The study uses a large database of pitches in all baseball games from 2004-2008 to compare umpire judgment function of the “race” (white, black, Hispanic, Asian) of the umpire and the pitcher. The study finds a small but real bias against pitchers when the umpire and picture are of different races. Interestingly, the study also finds that in such circumstances pitchers adopt strategies that allow umpires less discretion, such as by avoiding throwing pitches that “paint the edges” of home plate. The authors argue that such strategies have economic consequences and also make bias harder to detect.
The fact that there is a bias detected as it has something to do with race is interesting but not the most significant conclusion of the study. I would guess that if the authors had looked for other sources of bias – such as whether tall umpires favor tall pitchers, or mustachioed umps favor pitchers with facial hair – they would have found it. Bias is a part of human judgment, and if anything, the very small degree of racial bias is itself noteworthy even if troubling by its nature.
The most important finding of the study is that when umpire performance is evaluated against an external standard -- in this case the now-defunct QuesTec umpire evaluation system used by MLB through 2008 -- the bias goes away. The bias also goes away when the game is played before a large crowd or when the pitch matters in the sense that it could be the last of an at-bat. Older, more senior umpires also express little bias, perhaps the authors suggest reflective of a winnowing process in umpiring ranks. Evaluation and accountability are thus shown to be key factors in eliminating bias in subjective judgment.
Here is a key excerpt from the paper:
Our first observation is that pitchers who match the race/ethnicity of the homeplate umpire appear to receive slightly favorable treatment, as indicated by a higher probability that a pitch is called a strike, compared to players who do not match. Although this confers an advantage to some players at the expense of others, the effect we document here is small, on average affecting less than a pitch per game. Much more interesting are situations when and where the effects are strongest. Roughly one-third of the ballparks we study contained a system of computerized cameras (QuesTec) used to evaluate the umpires, comparing their ball/strike calls to a less subjective standard. Umpires have strong incentives to suppress any bias in such situations, as the QuesTec evaluations are important for their own career outcomes. With such explicit monitoring, evidence of any race or ethnicity preference vanishes entirely.A study such as this is only possible because of the magnitude of quality data that is available to the researchers:
We find similar effects with implicit monitoring; when a game is well attended (and presumably more closely scrutinized), or when the pitch is pivotal for an at-bat, race/ethnicity matching again plays no role in the umpire’s evaluation. In situations where the umpire is neither explicitly nor implicitly monitored, the effect of the bias is considerable. As an example, a Hispanic pitcher facing a Hispanic umpire in a low-scrutiny setting (e.g., no cameras, poorly attended) receives strikes on 32.5 percent of called pitches, which drops to 30.0 percent if a black umpire is behind the plate.

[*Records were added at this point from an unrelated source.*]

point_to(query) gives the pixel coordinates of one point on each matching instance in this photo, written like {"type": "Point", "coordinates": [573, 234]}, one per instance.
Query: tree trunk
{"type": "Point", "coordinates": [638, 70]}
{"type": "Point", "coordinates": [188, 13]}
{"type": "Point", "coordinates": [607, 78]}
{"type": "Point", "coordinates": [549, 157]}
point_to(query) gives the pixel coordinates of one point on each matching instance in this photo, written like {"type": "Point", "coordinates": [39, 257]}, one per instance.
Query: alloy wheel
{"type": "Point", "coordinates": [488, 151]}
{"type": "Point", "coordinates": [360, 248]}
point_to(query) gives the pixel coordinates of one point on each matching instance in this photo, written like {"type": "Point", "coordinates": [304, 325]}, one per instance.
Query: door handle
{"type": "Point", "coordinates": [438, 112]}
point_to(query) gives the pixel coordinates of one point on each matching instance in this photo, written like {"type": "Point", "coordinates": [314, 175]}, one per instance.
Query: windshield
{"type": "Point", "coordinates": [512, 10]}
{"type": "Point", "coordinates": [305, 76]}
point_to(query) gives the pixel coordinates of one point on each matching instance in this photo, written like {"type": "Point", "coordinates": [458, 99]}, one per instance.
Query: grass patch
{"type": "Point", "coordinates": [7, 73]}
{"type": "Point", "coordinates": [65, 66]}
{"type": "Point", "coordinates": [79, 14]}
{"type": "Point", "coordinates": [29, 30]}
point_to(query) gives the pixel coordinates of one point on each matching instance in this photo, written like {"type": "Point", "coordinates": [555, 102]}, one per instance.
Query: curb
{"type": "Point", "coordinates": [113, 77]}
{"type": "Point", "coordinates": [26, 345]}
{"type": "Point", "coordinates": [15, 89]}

The authors suggest that any problem of bias that they document in the recent historical data may now be solved:
[T]hese findings imply that the particular impacts of racial/ethnic match preferences in baseball may now have been vitiated, since beginning in 2009 all ballparks are equipped with QuesTec or similar technologies.QuesTec is no longer used. Instead MLB relies on Zone Evaluation, a technology which was developed by Major League Baseball Advanced Media and Sportvision.
The significance of this paper however goes well beyond balls and strikes. The paper suggests that if you want to address systematic bias in subjective decision making, then pay close attention to decisions, use evaluations against an external metric to assess the decision maker performance with respect to performance objectives and ensure that decision makers are aware of the evaluation criteria.